As these are minimally invasive procedures, comparison with other minimally invasive techniques like percutaneous catheter ablation has been performed. The atrial fibrillation catheter ablation versus surgical ablation treatment (FAST) trial was a two-center randomized clinical trial of 124 patients comparing the efficacy and safety of minimally invasive thoracoscopic procedures (Saltman and the Dallas lesion set) with percutaneous catheter ablation in a population comprising either patients with left atrial dilatation and hypertension (33%) or prior failed catheter ablation (67%).33 The surgical treatment group yielded higher efficacy (freedom from left atrial arrhythmia >30 seconds without antiarrhythmic drugs after 12 months 65.6% vs 36.5%; p=0.0022) at expense of a higher adverse event rate (34.4% vs 15.9%; p=0.027).
The Catheter Versus Thoracoscopic Surgical Ablation Strategy in Persistent Atrial Fibrillation (CASA-AF) atrial is currently investigating the safety and efficacy of a thoracoscopically assisted surgical ablation (including PVI, gananglionated plexi ablation and LAA exclusion), while comparing it with catheter ablation.
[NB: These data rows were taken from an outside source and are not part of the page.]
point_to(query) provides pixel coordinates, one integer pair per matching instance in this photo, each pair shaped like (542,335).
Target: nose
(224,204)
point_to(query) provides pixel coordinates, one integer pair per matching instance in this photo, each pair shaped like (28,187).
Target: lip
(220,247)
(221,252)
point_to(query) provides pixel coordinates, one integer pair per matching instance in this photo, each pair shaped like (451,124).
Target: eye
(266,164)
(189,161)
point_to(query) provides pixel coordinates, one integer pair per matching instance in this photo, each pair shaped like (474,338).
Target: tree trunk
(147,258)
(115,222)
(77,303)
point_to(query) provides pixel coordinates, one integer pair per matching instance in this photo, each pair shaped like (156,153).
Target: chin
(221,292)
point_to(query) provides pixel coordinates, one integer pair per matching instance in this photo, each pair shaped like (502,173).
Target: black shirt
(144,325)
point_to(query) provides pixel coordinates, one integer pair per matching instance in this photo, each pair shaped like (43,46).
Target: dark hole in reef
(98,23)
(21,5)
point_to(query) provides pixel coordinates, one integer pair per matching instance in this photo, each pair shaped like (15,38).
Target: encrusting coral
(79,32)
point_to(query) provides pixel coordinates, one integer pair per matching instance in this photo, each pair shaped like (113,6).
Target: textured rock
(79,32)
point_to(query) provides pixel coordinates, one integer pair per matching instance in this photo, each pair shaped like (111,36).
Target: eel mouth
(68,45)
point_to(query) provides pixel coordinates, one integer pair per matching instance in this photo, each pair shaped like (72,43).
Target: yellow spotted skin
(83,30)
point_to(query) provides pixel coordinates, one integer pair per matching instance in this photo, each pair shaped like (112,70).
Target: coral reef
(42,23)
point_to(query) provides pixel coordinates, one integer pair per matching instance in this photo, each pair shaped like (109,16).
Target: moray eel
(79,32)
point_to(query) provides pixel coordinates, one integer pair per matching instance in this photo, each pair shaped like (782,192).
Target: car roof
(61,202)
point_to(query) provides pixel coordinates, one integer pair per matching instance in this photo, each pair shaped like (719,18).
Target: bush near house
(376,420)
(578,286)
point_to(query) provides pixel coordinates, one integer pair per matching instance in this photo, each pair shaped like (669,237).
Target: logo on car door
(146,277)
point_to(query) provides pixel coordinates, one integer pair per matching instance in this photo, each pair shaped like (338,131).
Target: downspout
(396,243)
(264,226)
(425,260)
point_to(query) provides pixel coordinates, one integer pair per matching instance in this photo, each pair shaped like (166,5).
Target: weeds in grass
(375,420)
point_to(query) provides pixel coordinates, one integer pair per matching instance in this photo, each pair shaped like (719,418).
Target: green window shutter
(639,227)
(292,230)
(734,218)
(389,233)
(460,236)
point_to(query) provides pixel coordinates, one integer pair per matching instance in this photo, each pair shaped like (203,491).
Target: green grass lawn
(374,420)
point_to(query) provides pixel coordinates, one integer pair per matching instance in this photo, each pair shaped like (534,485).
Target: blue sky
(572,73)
Results of this trial are expected to be available by the end of 2013.34
At present, there is small amount of consistent and reproducible data on the thoracoscopic surgical techniques when compared to the standard Maze ablation, but further research may eventually provide robust data supporting its non-inferiority, allowing these less invasive procedures to become the first line approach in surgical AF ablation.
Hybrid procedures combining minimally invasive epicardial left atrial ablation with the endocardial percutaneous approach have been tried in difficult cases of AF.35 Despite being more time consuming, some theoretical advantages that have been pointed are: maximization of the efficacy of the ablation, avoiding lesion gaps and confirming the conduction block and minimizing potential complications, such as tamponade and thrombus formation
Krul et al. have added the localization and ablation of the ganglionated plexi to this procedure and observed a high success rate of 86%, with no recurrences of AF, atrial flutter or tachycardia, out of antiarrhythmic treatment.36
Pison L et al. have recently demonstrated that in 23% of patients undergoing thoracoscopic procedures the epicardial lesions were not transmural and endocardial percutaneous “touch-up” was necessary.37 The one year success of this hybrid approach was reported to be 90% for persistent and to 93% for paroxysmal AF.